After my graduation I wanted to do a Ph.D. in Mathematics, but my father convinced me to stick to Computer Science (sound advice in hindsight!). So I started graduate school at the Computer Science Department at Stanford University , and worked in the Theory Division with Professor Vaughan Pratt. I worked on algebraic models for concurrent computation, in the style of Petri Nets, CCS and Event Structures, and eventually came up with my model called Chu Spaces. Chu Spaces, or gates, can be used to model network behavior, and subsume the behaviors describable by Petri Nets, CCS and CSP. They are simple and asynchronous, and possess an elegant process algebra and a formal verification system based on linear logic. They also provide a translation between imperative and declarative programs.
In spring 1993 Prof. Pratt recommended me to Vijay Saraswat at Xerox PARC, and I worked here for the summer, laying the foundations of integrating Concurrent Constraint Languages with Reactive Systems. I graduated from Stanford in 1994, and joined PARC to work on a NASA project for modeling electromechanical systems. In September 1997 I moved to the NASA Ames Research Center, to work at the Autonomous Systems Group on using hybrid modeling and analysis for building model-based autonomous systems.

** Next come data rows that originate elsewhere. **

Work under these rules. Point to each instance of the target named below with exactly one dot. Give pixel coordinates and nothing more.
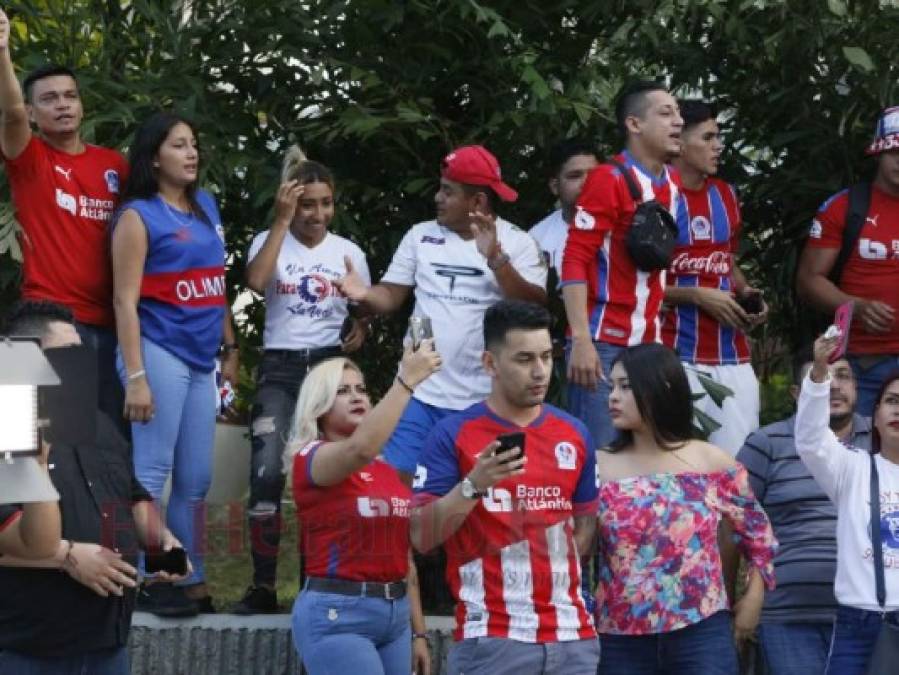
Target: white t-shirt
(845, 477)
(551, 233)
(454, 287)
(303, 309)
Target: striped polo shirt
(804, 522)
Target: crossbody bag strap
(633, 188)
(876, 543)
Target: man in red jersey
(706, 324)
(609, 302)
(512, 516)
(868, 278)
(64, 192)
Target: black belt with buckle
(392, 590)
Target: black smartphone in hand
(508, 442)
(173, 561)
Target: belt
(315, 354)
(393, 590)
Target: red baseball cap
(475, 165)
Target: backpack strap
(856, 213)
(633, 188)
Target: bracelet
(403, 384)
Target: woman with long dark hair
(359, 610)
(168, 260)
(295, 263)
(661, 600)
(845, 474)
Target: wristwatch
(469, 491)
(498, 260)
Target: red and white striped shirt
(513, 566)
(623, 302)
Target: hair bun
(293, 159)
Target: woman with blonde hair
(353, 614)
(294, 264)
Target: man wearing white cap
(842, 263)
(458, 265)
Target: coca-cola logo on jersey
(717, 262)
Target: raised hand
(420, 364)
(286, 200)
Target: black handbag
(652, 235)
(885, 657)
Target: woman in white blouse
(845, 475)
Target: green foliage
(380, 90)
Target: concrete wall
(227, 644)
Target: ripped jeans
(278, 382)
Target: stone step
(228, 644)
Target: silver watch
(469, 491)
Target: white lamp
(23, 368)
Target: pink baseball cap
(475, 165)
(886, 133)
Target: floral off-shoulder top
(660, 568)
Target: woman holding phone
(661, 602)
(354, 612)
(845, 475)
(294, 264)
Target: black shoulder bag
(885, 656)
(653, 233)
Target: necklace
(173, 214)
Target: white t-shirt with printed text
(845, 477)
(303, 308)
(454, 287)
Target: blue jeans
(110, 395)
(704, 648)
(177, 442)
(101, 662)
(854, 634)
(278, 381)
(795, 648)
(870, 372)
(341, 634)
(592, 406)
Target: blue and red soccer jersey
(182, 294)
(513, 566)
(871, 269)
(356, 530)
(708, 223)
(623, 302)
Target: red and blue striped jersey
(182, 294)
(623, 302)
(512, 565)
(708, 223)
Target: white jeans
(738, 414)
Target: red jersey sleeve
(597, 209)
(830, 221)
(26, 164)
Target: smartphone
(842, 319)
(509, 441)
(173, 561)
(419, 329)
(751, 302)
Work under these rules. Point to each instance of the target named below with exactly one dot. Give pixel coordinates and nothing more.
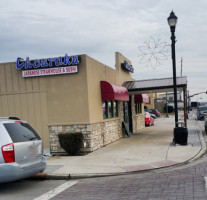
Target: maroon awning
(141, 98)
(113, 92)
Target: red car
(148, 119)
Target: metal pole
(172, 28)
(166, 106)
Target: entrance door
(128, 115)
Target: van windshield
(202, 108)
(21, 132)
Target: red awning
(113, 92)
(141, 98)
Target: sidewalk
(151, 148)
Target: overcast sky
(99, 28)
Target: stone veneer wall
(95, 135)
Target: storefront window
(105, 110)
(116, 109)
(110, 109)
(138, 108)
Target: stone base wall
(95, 135)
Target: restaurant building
(72, 94)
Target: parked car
(149, 120)
(156, 112)
(200, 112)
(21, 150)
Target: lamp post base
(180, 135)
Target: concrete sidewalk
(151, 148)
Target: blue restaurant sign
(127, 67)
(47, 62)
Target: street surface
(176, 183)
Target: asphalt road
(185, 182)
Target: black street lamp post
(172, 21)
(180, 133)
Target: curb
(45, 176)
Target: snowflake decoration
(153, 52)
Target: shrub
(71, 142)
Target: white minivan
(21, 150)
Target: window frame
(111, 111)
(138, 108)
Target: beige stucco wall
(67, 97)
(59, 100)
(25, 98)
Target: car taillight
(8, 153)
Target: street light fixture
(172, 21)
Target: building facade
(67, 94)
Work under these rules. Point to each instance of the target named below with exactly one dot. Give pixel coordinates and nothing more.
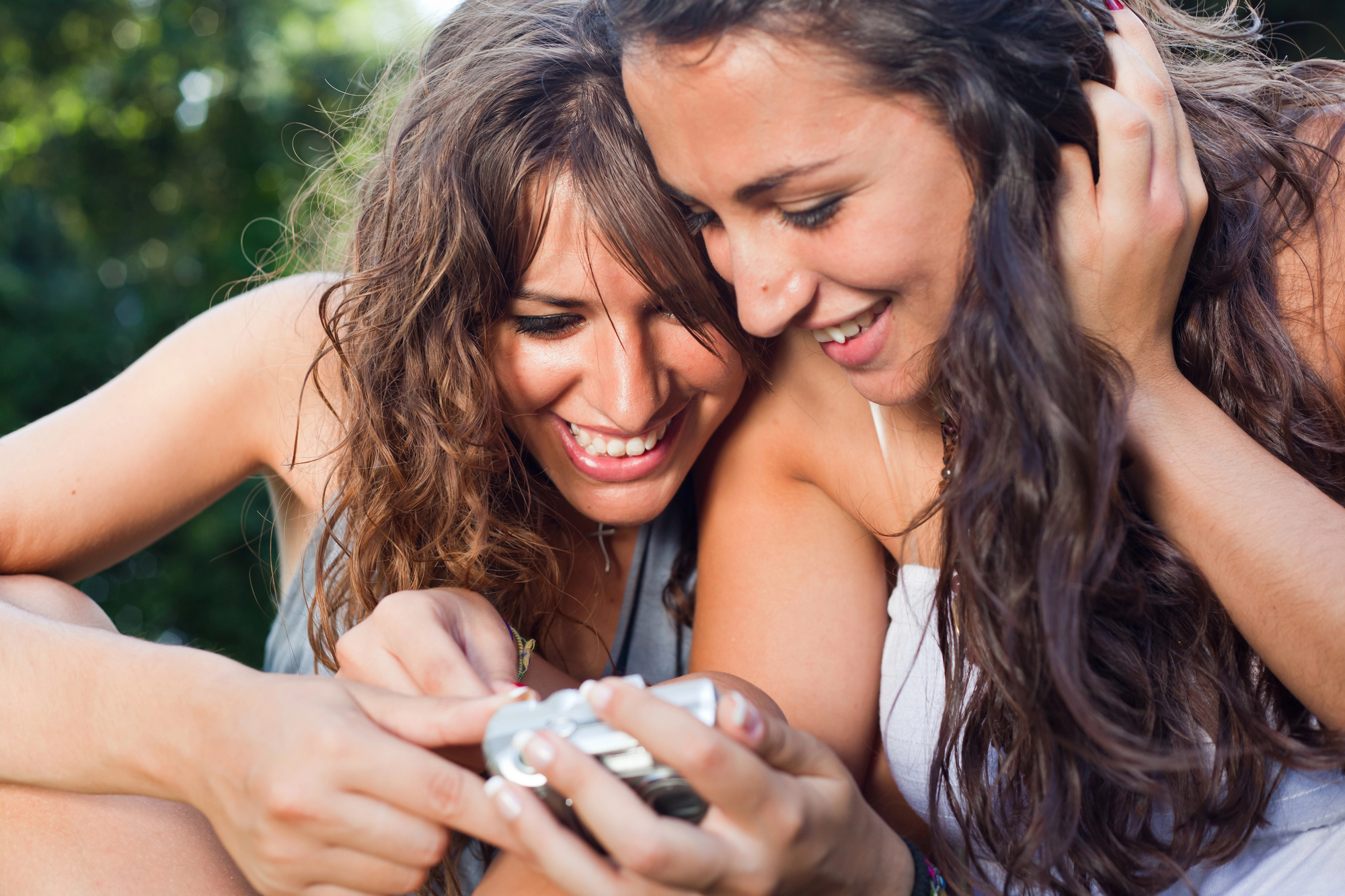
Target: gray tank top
(649, 639)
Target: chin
(890, 388)
(631, 503)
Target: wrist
(198, 717)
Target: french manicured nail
(744, 715)
(505, 801)
(597, 693)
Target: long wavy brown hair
(1106, 724)
(431, 487)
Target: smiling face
(609, 392)
(827, 206)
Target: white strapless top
(1301, 850)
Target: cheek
(529, 376)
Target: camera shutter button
(564, 727)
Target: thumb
(432, 721)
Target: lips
(859, 341)
(625, 466)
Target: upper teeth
(597, 443)
(847, 329)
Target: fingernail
(597, 693)
(505, 801)
(744, 715)
(539, 752)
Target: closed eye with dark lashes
(816, 217)
(545, 325)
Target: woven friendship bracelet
(525, 651)
(929, 880)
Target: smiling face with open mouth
(828, 206)
(607, 391)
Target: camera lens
(675, 797)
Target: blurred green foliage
(147, 154)
(147, 151)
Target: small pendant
(603, 529)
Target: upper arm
(128, 463)
(792, 591)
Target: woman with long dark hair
(1085, 266)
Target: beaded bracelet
(525, 651)
(929, 880)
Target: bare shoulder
(1312, 264)
(280, 318)
(808, 425)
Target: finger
(1078, 194)
(434, 658)
(778, 743)
(361, 657)
(654, 846)
(1132, 29)
(436, 790)
(1137, 83)
(415, 628)
(1125, 155)
(377, 829)
(560, 853)
(726, 772)
(434, 721)
(486, 637)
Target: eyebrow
(751, 192)
(558, 302)
(771, 182)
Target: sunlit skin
(613, 361)
(821, 200)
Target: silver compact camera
(568, 715)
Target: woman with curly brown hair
(504, 391)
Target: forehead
(571, 257)
(728, 112)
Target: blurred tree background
(147, 154)
(149, 150)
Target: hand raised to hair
(1126, 240)
(786, 815)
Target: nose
(773, 290)
(627, 384)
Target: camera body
(568, 715)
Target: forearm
(1270, 544)
(89, 710)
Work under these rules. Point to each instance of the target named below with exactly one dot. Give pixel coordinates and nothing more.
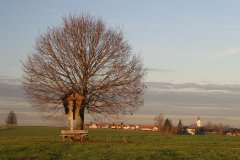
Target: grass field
(31, 143)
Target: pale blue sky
(180, 41)
(192, 45)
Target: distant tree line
(11, 119)
(166, 127)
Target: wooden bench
(74, 135)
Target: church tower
(198, 122)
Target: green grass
(29, 143)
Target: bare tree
(11, 119)
(158, 121)
(86, 57)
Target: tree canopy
(85, 56)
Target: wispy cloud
(226, 53)
(161, 70)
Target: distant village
(194, 129)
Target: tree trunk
(70, 115)
(80, 118)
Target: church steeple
(198, 122)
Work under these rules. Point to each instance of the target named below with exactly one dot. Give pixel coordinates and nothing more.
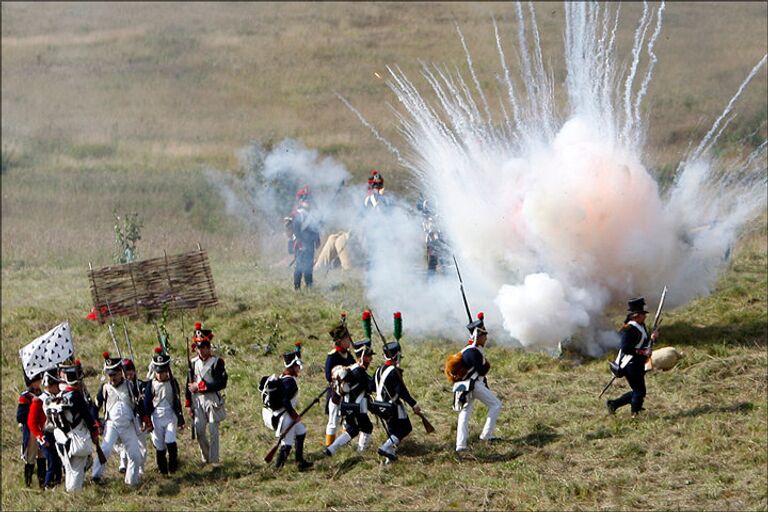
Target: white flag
(48, 350)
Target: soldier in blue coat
(635, 351)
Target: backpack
(271, 392)
(455, 369)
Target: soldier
(391, 391)
(204, 394)
(283, 415)
(75, 429)
(357, 386)
(119, 398)
(42, 429)
(339, 356)
(30, 452)
(635, 347)
(162, 401)
(141, 435)
(475, 386)
(304, 236)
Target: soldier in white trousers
(119, 398)
(75, 429)
(203, 394)
(162, 401)
(475, 387)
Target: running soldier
(356, 386)
(204, 394)
(30, 452)
(162, 401)
(475, 386)
(391, 391)
(75, 429)
(339, 356)
(42, 429)
(119, 398)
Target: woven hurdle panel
(183, 281)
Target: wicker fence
(183, 281)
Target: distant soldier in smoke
(475, 386)
(635, 347)
(339, 356)
(304, 237)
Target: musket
(271, 454)
(461, 286)
(428, 427)
(190, 377)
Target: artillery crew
(74, 428)
(339, 356)
(119, 397)
(203, 394)
(391, 392)
(42, 430)
(634, 353)
(474, 386)
(355, 386)
(162, 402)
(280, 415)
(30, 452)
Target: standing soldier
(162, 401)
(119, 398)
(141, 435)
(357, 386)
(475, 386)
(391, 391)
(42, 429)
(74, 428)
(339, 356)
(635, 351)
(204, 394)
(282, 415)
(304, 234)
(30, 452)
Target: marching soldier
(282, 417)
(339, 356)
(141, 435)
(75, 429)
(475, 386)
(391, 391)
(357, 386)
(42, 429)
(635, 346)
(162, 401)
(119, 398)
(204, 394)
(30, 452)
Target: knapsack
(271, 392)
(455, 369)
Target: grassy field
(124, 106)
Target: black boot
(29, 470)
(41, 469)
(162, 462)
(300, 462)
(173, 457)
(282, 455)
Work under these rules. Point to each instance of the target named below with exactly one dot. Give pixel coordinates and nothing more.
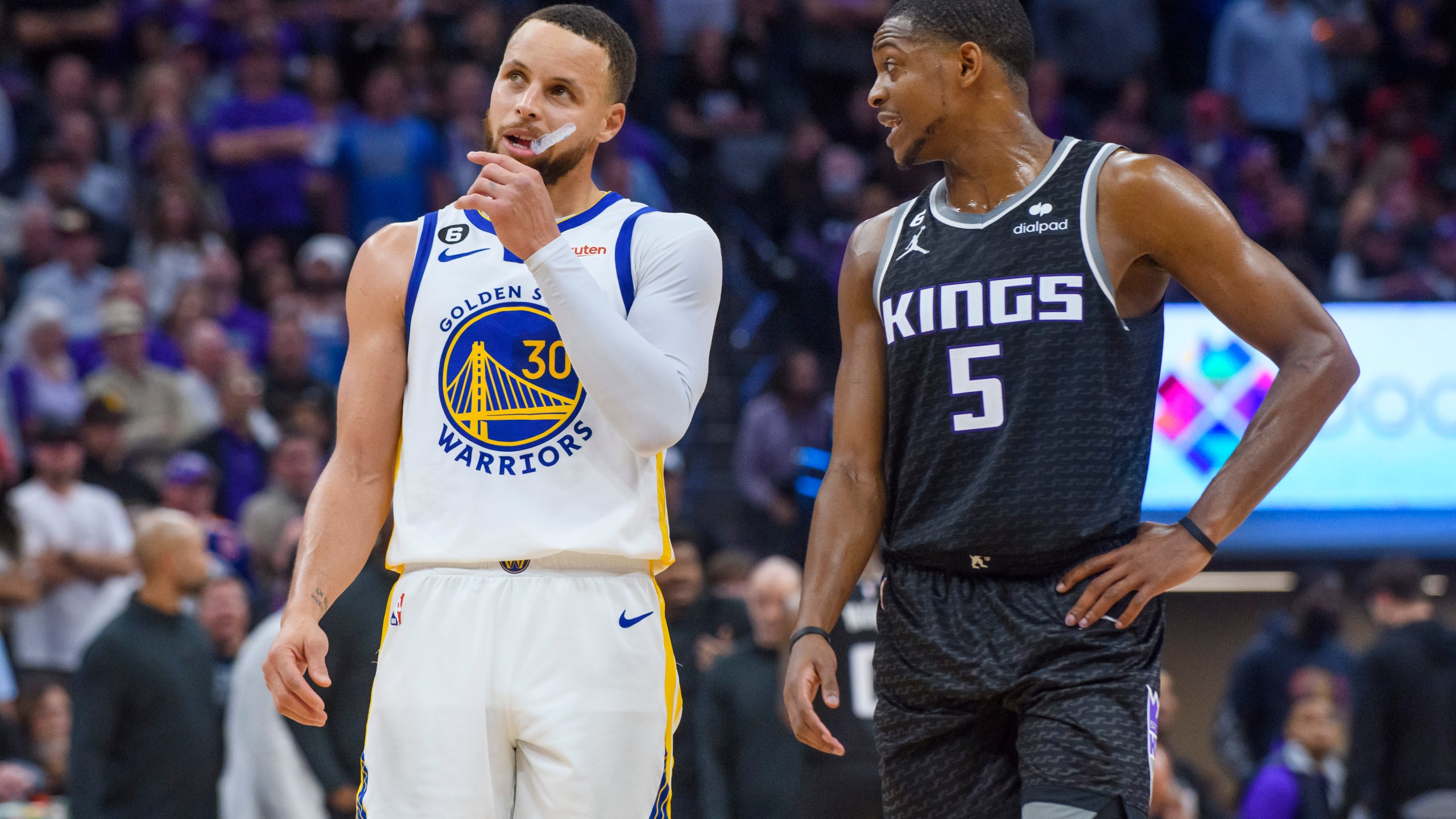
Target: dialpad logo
(1207, 401)
(1037, 210)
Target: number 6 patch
(453, 234)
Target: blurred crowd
(184, 185)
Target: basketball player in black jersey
(994, 414)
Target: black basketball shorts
(991, 707)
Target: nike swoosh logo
(628, 623)
(446, 257)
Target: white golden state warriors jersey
(503, 455)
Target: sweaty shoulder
(1148, 190)
(380, 274)
(865, 244)
(676, 247)
(664, 229)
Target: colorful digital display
(1391, 444)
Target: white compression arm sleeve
(648, 371)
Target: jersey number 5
(994, 411)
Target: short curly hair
(999, 27)
(596, 27)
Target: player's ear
(614, 121)
(971, 63)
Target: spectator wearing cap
(127, 283)
(43, 382)
(75, 537)
(235, 448)
(75, 279)
(259, 143)
(324, 268)
(1265, 57)
(289, 382)
(1401, 764)
(295, 467)
(107, 462)
(391, 162)
(147, 394)
(190, 484)
(146, 737)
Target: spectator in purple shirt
(242, 462)
(794, 413)
(1305, 777)
(259, 142)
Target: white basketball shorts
(523, 690)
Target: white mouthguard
(542, 143)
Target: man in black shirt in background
(704, 628)
(146, 734)
(1404, 727)
(749, 763)
(107, 464)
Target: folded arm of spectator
(100, 568)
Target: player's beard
(554, 165)
(918, 146)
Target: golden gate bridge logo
(506, 381)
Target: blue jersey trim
(625, 257)
(607, 200)
(417, 274)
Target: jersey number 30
(994, 411)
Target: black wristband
(1197, 535)
(805, 631)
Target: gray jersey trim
(1053, 810)
(942, 210)
(892, 239)
(1090, 244)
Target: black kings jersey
(1020, 406)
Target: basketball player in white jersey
(518, 365)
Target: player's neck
(574, 193)
(996, 156)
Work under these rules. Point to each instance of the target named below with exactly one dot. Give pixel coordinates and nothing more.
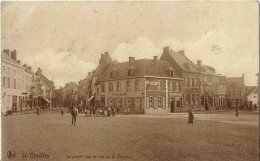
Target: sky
(66, 39)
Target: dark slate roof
(235, 81)
(204, 69)
(183, 61)
(141, 68)
(5, 57)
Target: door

In January 2000 I joined Stratify Inc. (then PurpleYogi Inc.) as a member of the research staff. I worked on a variety of topics there, including document classification, document analysis, and multilingual classification, among others. In March 2003, I joined Google Inc., and have been working on Search Quality. I also continue to work on the modeling and analysis of probabilistic and hybrid systems.